Currently, debate is occurring in Auckland re the location of a cruise ship terminal. Newspaper correspondents and commentators all talk of the economic benefit from a suitable facility, stemming from the tourists retail spending. The reality is very different.
Wellington currently cops circa 130 cruise ship visits annually, mostly in the summer months.
I lie in bed in the morning and watch them appear at the harbour mouth about 6am then sail rapidly up the harbour to their berth some distance from the city centre. Frequently two arrive, one tying up behind the other.
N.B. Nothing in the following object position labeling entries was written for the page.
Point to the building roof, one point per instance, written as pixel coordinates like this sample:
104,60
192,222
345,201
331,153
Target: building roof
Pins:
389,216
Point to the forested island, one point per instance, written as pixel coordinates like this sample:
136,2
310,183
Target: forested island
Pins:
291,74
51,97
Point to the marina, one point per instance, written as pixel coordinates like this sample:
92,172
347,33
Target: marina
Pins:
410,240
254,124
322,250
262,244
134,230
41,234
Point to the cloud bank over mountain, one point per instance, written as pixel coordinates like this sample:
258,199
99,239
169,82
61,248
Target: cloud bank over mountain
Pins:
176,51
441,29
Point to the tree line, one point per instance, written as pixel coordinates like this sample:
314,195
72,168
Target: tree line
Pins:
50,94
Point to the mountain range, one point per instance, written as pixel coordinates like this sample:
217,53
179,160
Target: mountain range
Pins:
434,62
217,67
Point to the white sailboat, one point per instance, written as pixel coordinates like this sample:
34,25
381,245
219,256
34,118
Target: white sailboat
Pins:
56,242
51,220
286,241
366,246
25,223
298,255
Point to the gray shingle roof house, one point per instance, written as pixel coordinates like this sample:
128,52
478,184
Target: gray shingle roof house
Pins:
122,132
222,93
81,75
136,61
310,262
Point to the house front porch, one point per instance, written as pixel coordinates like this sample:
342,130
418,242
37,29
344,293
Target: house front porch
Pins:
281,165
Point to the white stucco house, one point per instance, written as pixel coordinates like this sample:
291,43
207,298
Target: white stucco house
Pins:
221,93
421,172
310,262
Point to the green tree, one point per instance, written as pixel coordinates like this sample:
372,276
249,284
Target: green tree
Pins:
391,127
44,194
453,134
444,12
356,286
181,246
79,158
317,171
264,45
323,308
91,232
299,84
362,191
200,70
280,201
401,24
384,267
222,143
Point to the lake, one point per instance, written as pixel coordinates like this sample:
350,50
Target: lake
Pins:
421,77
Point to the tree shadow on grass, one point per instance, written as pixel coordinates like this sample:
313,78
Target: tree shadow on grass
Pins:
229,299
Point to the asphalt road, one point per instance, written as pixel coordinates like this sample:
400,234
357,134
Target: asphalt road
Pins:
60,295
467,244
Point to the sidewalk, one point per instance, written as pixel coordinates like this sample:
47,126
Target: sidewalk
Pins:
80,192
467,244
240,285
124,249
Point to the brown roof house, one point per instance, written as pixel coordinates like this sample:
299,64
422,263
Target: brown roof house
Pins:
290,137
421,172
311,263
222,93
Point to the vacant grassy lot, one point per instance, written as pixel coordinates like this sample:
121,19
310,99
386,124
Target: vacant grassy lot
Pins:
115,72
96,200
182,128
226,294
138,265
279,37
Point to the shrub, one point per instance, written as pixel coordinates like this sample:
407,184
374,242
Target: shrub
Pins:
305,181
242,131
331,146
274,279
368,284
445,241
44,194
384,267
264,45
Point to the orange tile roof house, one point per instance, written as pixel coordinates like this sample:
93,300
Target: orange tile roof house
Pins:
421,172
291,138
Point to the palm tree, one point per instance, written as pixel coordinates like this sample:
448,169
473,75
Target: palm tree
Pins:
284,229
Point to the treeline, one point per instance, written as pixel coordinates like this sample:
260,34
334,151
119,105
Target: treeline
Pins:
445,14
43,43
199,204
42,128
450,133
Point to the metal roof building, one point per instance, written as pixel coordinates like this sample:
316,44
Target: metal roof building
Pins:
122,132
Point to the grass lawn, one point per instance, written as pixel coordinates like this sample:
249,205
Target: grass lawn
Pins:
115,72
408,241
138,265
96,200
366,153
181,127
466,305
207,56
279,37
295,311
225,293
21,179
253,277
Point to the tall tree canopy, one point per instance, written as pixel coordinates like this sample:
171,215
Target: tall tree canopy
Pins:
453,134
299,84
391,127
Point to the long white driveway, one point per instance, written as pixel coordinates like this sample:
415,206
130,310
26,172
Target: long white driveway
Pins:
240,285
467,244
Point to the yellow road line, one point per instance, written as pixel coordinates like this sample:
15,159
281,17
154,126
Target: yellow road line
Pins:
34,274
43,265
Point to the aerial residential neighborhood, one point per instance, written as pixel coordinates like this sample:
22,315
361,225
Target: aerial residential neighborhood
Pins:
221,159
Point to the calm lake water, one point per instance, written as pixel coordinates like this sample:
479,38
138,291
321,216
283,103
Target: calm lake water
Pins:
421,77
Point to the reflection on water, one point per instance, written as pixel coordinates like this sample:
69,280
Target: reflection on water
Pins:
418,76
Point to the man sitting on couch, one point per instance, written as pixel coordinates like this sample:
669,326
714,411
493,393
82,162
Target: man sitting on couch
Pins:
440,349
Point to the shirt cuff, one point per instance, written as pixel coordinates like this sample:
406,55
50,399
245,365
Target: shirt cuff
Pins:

If in my Wellington office later that day I watch them depart, usually in late afternoon. From their berthage most of the ship’s occupants pile into buses for a city tour. A lesser number opt to walk about the CBD from the prime central spot the buses drop them off near my office. They’re conspicuous as they’re the sort of folk one doesn’t see in the capital but might in Westport.
The buses reappear at midday to take them back to the ship for lunch and if they’re so inclined, bring them back after. Typical cruise ship occupants are 70 year old retired Australian small town yokel and his wife, both in shorts. They spend nothing.
The liners are luxurious and provide accommodation, restaurant and other services that if on land would be beyond the boat’s occupants wildest dreams.
The port visits serve solely as an interlude but the real attraction of the cruise to these folk is the cruise, the making of new like-minded friends and the luxurious life-style they’d only otherwise know from movies.
A minor exception is Napier which has cashed in on the art deco angle with a number of efforts but in monetary terms they’re trivia.
Awake to this reality some European cities such as Venice now deny tour ships access.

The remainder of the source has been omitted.